Skip to content

Anonymization

This section demonstrates how to use the Anonymization module in ydata-sdk.

Don't forget to set up your license key

    import os

    os.environ['YDATA_LICENSE_KEY'] = '{add-your-key}'

Example Code

import numpy as np
import pandas as pd

from ydata.dataset import Dataset
from ydata.metadata import Metadata
from ydata.preprocessors.methods.anonymization import AnonymizerConfigurationBuilder, AnonymizerType
from ydata.synthesizers.regular import RegularSynthesizer


def create_dummy_dataset(size: int = 100) -> Dataset:
    df = pd.DataFrame(
        {
            "constant": np.ones(size),
            "low_cardinality": np.random.randint(2, size=size),
            "ascending": np.arange(size),
            "negatives": -1 * np.arange(size),
            "missings": [np.nan] * size,
        }
    )
    df = df.astype(str)
    return Dataset(df)


if __name__ == "__main__":
    dataset = create_dummy_dataset()
    meta = Metadata(dataset)

    """
    The anonymizer supports several configuration to make it easy to use.
    For most cases, the configuration is a dictionary where the keys are the columns in the dataset and the
    values are the anonymizer type to use.

    The anonymizer types are an Enum object which internally is mapped to the proper function to anonymize.

    The anonymizer can be applied to any column but the output data type will be CATEGORICAL/STR.
    At the moment it is not possible to configure the output data type and it would not have much sense in most cases.
    """

    """
    The column `categorical_str` will be anonymized by a city name. It is also possible to use directly the name of the
    anonimizer rather than the Enum `AnonymizerType`.
    """
    config = {
        'categorical_str': AnonymizerType.CITY,
        'categorical_int': 'city'
    }

    """
    Some anonymizers have parameters to further configure them. For instance, the hostname can generate hostname of different levels.
    The parameters of the anonymizer have to be specified in a dictionary and the whole statement (anonymizer, params) in a tuple
    as shown below:
    """
    config = {
        'categorical_str': {
            "type": AnonymizerType.HOSTNAME,
            "levels": 3,  # hostname anonymizer's specific optional parameter
        },
        # Alternatively, string name still works
        'categorical_int': {
            "type": "hostname",
            "levels": 3,  # hostname anonymizer's specific optional parameter
        },
    }

    """
    The AnonymizerType.REGEX is a special case as it is very common. In this case, the REGEX to use to anonymize can be directly
    specified as a string.
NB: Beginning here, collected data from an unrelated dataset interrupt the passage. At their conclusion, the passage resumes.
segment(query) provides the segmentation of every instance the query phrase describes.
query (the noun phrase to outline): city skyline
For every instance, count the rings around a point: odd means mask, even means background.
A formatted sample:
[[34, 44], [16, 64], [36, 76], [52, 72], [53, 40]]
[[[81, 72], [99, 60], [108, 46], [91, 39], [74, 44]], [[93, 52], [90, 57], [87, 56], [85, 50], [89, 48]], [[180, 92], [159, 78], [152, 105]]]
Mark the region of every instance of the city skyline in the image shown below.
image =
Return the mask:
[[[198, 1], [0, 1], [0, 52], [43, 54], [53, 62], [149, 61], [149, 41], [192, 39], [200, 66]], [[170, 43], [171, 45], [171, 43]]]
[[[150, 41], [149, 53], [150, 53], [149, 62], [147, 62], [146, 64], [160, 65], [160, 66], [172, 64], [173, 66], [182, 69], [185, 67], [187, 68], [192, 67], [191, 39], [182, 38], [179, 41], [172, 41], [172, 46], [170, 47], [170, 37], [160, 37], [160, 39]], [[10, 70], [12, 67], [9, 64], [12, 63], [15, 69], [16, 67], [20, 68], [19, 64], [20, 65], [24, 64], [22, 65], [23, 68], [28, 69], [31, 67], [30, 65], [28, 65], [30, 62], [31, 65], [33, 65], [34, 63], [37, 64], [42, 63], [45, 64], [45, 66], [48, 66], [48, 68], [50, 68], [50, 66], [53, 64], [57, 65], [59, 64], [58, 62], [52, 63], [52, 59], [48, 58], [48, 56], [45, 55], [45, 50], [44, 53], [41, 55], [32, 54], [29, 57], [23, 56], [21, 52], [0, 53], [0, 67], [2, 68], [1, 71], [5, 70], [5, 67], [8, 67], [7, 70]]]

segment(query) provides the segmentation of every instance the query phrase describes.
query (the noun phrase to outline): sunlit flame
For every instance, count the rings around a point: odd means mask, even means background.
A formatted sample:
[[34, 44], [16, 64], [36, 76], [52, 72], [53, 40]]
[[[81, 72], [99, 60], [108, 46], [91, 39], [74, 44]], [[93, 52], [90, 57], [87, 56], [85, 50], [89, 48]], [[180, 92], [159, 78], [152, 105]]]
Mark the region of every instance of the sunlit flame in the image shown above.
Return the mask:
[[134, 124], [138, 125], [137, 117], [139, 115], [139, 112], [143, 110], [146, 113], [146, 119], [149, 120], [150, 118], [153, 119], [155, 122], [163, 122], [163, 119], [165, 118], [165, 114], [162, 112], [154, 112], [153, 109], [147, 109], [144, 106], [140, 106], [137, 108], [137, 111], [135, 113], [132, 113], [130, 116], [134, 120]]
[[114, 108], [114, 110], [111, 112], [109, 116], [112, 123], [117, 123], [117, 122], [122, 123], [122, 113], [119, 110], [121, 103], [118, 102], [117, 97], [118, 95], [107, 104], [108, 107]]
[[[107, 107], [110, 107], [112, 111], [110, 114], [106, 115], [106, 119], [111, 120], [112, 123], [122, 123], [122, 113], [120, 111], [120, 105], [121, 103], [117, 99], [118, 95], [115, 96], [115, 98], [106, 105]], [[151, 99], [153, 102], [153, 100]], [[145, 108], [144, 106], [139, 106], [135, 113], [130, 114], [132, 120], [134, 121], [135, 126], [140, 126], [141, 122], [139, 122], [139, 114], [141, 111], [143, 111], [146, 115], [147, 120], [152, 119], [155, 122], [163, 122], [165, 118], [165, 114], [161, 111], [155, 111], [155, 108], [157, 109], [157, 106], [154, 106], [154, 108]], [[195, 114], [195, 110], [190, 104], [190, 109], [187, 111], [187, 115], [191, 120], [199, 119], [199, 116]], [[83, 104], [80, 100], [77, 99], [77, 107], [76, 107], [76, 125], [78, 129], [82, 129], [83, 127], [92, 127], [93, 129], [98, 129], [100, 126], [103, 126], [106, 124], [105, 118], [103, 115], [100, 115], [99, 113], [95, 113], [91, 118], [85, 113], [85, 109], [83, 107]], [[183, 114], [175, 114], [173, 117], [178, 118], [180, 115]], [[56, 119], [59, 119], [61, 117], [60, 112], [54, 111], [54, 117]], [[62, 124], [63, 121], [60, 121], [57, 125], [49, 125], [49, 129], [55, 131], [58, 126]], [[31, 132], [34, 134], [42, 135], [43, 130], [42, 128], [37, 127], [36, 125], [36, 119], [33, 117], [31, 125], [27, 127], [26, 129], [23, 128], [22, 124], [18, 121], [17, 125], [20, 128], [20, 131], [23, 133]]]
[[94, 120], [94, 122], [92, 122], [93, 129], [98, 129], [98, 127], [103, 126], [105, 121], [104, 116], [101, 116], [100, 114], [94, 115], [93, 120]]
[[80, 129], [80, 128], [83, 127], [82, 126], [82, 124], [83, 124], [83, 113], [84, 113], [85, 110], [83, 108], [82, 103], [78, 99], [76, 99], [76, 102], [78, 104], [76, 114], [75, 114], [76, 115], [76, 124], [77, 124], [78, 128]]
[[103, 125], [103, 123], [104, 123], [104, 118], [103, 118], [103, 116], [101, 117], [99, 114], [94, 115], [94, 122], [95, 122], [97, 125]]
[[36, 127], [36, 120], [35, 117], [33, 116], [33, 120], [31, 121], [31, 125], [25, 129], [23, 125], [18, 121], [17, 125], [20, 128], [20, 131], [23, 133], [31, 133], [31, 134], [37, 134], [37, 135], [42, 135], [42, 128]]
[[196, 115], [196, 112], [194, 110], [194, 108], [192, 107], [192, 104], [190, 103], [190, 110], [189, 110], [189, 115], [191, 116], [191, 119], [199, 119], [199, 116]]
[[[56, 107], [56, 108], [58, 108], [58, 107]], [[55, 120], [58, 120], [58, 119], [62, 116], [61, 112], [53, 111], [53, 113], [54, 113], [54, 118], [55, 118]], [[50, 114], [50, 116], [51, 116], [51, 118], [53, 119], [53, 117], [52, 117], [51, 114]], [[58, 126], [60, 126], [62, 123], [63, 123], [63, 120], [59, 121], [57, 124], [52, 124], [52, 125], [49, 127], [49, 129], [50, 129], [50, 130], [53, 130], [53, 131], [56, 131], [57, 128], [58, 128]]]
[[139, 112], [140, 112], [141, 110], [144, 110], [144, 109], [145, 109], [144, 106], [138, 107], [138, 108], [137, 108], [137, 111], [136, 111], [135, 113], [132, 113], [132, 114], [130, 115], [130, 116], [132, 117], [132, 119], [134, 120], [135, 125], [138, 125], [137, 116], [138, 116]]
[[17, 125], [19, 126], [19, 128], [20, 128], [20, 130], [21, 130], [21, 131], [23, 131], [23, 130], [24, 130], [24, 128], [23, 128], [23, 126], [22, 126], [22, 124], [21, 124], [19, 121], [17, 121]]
As long as it is a valid regular expression, it will be deduced as such.
    """
    config = {
        # Regex as a string is deduced automatically as AnonymizerType.REGEX
        'categorical_int': {
            "type": "regex",
            # regex anonymizer's specific required parameter
            "regex": r'[0-9]{4}-[A-Z]{5}',
        }
    }

    """
    Sometimes two columns in a dataset are referring to the same entity. For instance, a list of transactions between customers might
    involve a column referring to the sender and one to the receiver. By default, the anonymizer operates column-based such that the
    same customer might be encoded by a different value in both column, breaking the relationship.
    It is possible to specify that columns must be anonymize jointly using the example below. In this case, notice that the index in
    dictionary does not have to refer to a column.
    """
    config = {
        'joint_columns': {
            'cols': ['categorical_str', 'categorical_str_2'],
            'type': AnonymizerType.HOSTNAME
        }
    }

    """
    There is also a configuration builder available to assist during the anonymizer configuration creation.
    """
    builder = AnonymizerConfigurationBuilder(config)
    builder.add_config(
        {
            "categorical_int": {
                "type": "regex",
                "regex": r'[0-9]{4}-[A-Z]{5}',
            },
            "negatives": AnonymizerType.NAME,
            "ascending": {
                "type": AnonymizerType.CITY,
                "locale": "ja_JP",
            }
        }
    )

    """
    The builder can also save and load previous configurations
    """
    builder.save("anonymizer_config.pkl")
    builder = AnonymizerConfigurationBuilder.load("anonymizer_config.pkl")

    """
    Once defined, the anonymizer configuration should be passed directly to the Synthesizer.
    """
    config = {
        # Regex as a string is deduced automatically as AnonymizerType.REGEX
        'ascending': {
            "type": "regex",
            "regex": r'[0-9]{4}-[A-Z]{5}'
        },
        'low_cardinality': AnonymizerType.CITY
    }

    synth = RegularSynthesizer()
    synth.fit(dataset,
              metadata=meta,
              anonymize=config)

    # Column `ascending` will be replaced by a string of the form 1234-ABCDE and `low_cardinality` by city names
    synth_sample = synth.sample(len(dataset))
    """
    The AnonymizerConfigurationBuilder can also be passed directly to the synthesizer
    """
    builder = AnonymizerConfigurationBuilder(config)
    synth = RegularSynthesizer()
    synth.fit(dataset,
              metadata=meta,
              anonymize=builder)

    synth_sample = synth.sample(len(dataset))

    """
    Alternatively, it is possible to use the AnonymizerEngine outside of the Synthesizer as a regular object as follows:
    """
    from ydata.preprocessors.preprocess_methods import AnonymizerEngine
    anonymizer = AnonymizerEngine()

    # which also accepts both AnonymizerConfigurationBuilder or a dictionary as config
    anonymized = anonymizer.fit_transform(X=dataset, config=config, metadata=meta)